# A histogram of stock returns with normal curve overlay

A histogram is a graphical representation of the frequency distribution of a set of data.

## Part 1

Part 1 provides an introduction to frequency tables and histogram chart. The table is setup by counting bin values, then using the Excel Analysis Toolpak and finally, the Excel FREQUENCY function. The Excel version is available in the Part 1 worksheet of the associated file.

### 1.1. Frequency table of the data from bin counts

We start with a list of stock prices and returns for a major Australian retailer over one month period for November 2012 (Figure 1). The daily closing prices Cprice are in column B, and the daily log returns LogR in column C are returned by the Excel LN function.

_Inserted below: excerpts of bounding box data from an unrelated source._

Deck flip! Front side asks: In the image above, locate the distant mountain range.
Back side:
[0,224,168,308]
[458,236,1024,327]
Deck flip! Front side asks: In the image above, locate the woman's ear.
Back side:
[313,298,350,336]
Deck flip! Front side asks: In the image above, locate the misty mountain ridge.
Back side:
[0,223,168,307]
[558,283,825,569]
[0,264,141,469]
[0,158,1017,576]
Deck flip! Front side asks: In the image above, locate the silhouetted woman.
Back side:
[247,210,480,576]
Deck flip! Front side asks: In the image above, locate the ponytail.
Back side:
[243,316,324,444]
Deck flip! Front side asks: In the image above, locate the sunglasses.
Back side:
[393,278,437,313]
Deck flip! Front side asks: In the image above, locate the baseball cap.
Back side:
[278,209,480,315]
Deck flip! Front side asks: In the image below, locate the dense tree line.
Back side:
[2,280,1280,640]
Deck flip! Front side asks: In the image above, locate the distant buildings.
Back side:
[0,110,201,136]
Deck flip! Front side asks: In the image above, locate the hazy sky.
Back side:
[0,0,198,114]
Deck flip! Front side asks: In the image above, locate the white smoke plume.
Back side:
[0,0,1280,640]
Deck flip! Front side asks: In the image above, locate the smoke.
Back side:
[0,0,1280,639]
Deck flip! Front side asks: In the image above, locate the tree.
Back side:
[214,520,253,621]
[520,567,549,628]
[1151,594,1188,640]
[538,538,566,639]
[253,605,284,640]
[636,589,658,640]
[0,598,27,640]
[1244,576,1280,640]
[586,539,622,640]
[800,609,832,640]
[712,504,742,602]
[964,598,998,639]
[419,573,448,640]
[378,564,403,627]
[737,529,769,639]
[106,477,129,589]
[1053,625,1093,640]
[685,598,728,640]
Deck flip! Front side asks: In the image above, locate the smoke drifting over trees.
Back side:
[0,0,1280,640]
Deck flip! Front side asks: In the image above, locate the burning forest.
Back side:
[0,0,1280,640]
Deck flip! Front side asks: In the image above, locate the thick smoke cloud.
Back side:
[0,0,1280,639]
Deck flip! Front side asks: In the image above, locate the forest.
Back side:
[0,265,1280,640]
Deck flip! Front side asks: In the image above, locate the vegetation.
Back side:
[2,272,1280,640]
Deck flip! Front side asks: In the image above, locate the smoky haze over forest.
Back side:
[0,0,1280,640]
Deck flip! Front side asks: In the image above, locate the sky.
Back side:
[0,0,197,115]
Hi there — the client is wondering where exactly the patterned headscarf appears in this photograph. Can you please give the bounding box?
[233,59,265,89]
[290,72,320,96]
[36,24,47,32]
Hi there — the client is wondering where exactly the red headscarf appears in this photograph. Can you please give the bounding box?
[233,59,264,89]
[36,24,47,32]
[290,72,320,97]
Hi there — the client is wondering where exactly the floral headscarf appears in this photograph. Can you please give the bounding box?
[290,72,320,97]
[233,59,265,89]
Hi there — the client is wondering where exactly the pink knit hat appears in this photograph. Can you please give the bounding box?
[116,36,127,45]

Descriptive statistics are shown in the range E7:F15. Each statistic is returned by an Excel function. A formula is used for the arithmetic Range statistic in cell F9. Figure 1. Returns and summary statistics.

In addition to the data summary provided by the descriptive statistics, an analyst might be interested in the number of returns above or below the average, or within plus or minus one standard deviation.

A frequency table tells us how often values occur in a table. In finance, it is often assumed that the stock returns series is normally distributed.

In this example, four bins are used to count the frequency values:

• Bin 1: LogR ≤ (μ - 1σ)
• Bin 2: (μ - 1σ) < LogR < μ
• Bin 3: μ < LogR < (μ + 1σ)
• Bin 4: (μ + 1σ) ≤ LogR

To count the frequencies in the LogR vector (see Figure 1):

1. Estimate the values for the frequency table bins (shown in the range E17:F19).
2. Copy and Paste Special the log return values in the LogR vector (to column I).
3. Sort the copied values into ascending order.
4. Count the frequencies (see column J).

This task can be more easily performed with the histogram tool from the Excel Analysis ToolPak

### 1.2. Histogram using the Analysis ToolPak

The Analysis Tools should be available on the Excel Ribbon under Data > Analysis > Data Analysis. If it is not there, then you need to install the Analysis Toolpak (ATP) AddIn.

To use the Histogram tool:

1. Setup the values for the frequency table bins (see the range K5:L8 shown in Figure 2). This is an array formula linking the range E17:19 from Figure 1.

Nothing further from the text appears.